Why Not Just Bind & Whip The Secured Creditors With Soft Corinthian Leather? Details of Chryslyer Deal as Unappealing as 1975 Cordoba!


It's official: Coming-outta-bankruptcy-protection Chrylser will be sold to Fiat under a deal supported (that is, insisted upon) by the U.S. government that puts traditionally front-of-the-line secured creditors back toward the end of the line when it comes to paying out (sorry folks, we had a full boxa donuts here just a minute ago but I guess all the customers ate them already!). The deal was challenged by some of those creditors, including the smart folks in Indiana state retirement and construction funds, who managed to turn 43 cents on the buck into 29 (psst: It's always a good time to buy, especially on a downturn!):

Under the agreement brokered in the days leading up to Chrysler's April 30 Chapter 11 filing, Fiat will receive up to a 35 percent stake in the automaker, in exchange for sharing the technology Chrysler needs to create smaller, more fuel-efficient vehicles.
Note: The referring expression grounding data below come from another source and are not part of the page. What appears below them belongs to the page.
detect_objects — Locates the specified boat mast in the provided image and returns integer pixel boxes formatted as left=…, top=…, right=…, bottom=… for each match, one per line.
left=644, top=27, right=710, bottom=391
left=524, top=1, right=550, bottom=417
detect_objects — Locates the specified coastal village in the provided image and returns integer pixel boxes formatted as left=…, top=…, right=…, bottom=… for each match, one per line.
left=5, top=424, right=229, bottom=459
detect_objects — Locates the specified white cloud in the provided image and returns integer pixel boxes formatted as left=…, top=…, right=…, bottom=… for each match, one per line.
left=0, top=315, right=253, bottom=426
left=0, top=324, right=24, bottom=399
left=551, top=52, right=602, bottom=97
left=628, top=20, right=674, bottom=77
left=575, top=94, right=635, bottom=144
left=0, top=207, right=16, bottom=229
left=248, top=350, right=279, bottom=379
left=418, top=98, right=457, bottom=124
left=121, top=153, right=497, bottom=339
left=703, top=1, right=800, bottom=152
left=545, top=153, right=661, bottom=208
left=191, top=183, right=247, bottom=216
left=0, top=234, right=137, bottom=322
The United Auto Workers union will get a 55 percent stake that will be used to fund its retiree health care obligations, while the U.S. and Canadian governments will receive a combined 10 percent stake.

Meanwhile, the automaker's secured debtholders would get $2 billion in cash, or about 29 cents on the dollar, for their combined $6.9 billion in debt. Some of the debtholders balked at the deal, saying as secured lenders they deserved more. The Indiana funds involved in the Supreme Court appeal hold about $42.5 million of Chrysler's $6.9 billion in secured debt. They bought it in 2008 for 43 cents on the dollar.

More details here.

Good luck Fiat! And in case you've been wondering why Fiat is interested in Chrysler in the first place, go here. Briefly, the deal costs them basically nothing in terms of cash but gets them back into a North American distribution network and a few other things that they can always walk away from. Chrysler, of course, gets its bailout (now and forever) from the governments of the U.S. and Canada and access to tech that will help them produce smaller, greener, blah-blah cars. And it forestalls liquidation.

Was the bailout of Chrysler, which lead to the gov't stake, constitutional? Damon Root points to the reasons why it wasn't. And Jacob Sullum explained why it wasn't going to matter anyway.

And here's Ricardo Montalban back in 1975, talking up the Chrysler Cordoba in strikingly weird yet mellifluous terms that range from simply nonsensical to ("I request nothing beyond the thickly crucial luxury of seats available in soft Corinthian leather") vaguely psychosexual ("It is on the highway where Cordoba best answers my demands").

In fact, the ad is a great homage to an (Gerald!) Ford era of spectacularly diminished expecations, as the narration emphasizes the benefits of settling for less in a high-inflation, high-unemployment, high-interest-rate America: "I grasp for nothing beyond the quality of Cordoba's workmanship….I have much more in this small Chrysler than great comfort at a most pleasant price…I have great…confidence, for which there can be no price." Comfort? Pleasure? Confidence? For free? Count me in, even though you can just by looking at those massively oversized single car doors that they'd be rusting out the hinges the minute you drive the thing off the lot.

Well, you know what Ricardo? You may be in the donut room of that great Five Star dealership in the sky, waiting for the salesaman to come back to you with his absolute best offer after the manager approves (and really, the rust-proofing is totally worth it, and the paint protection plan too), but down here on earth, Chrysler's comfort and confidence does come with a price: About 29 cents on the dollar. And even that might be too high.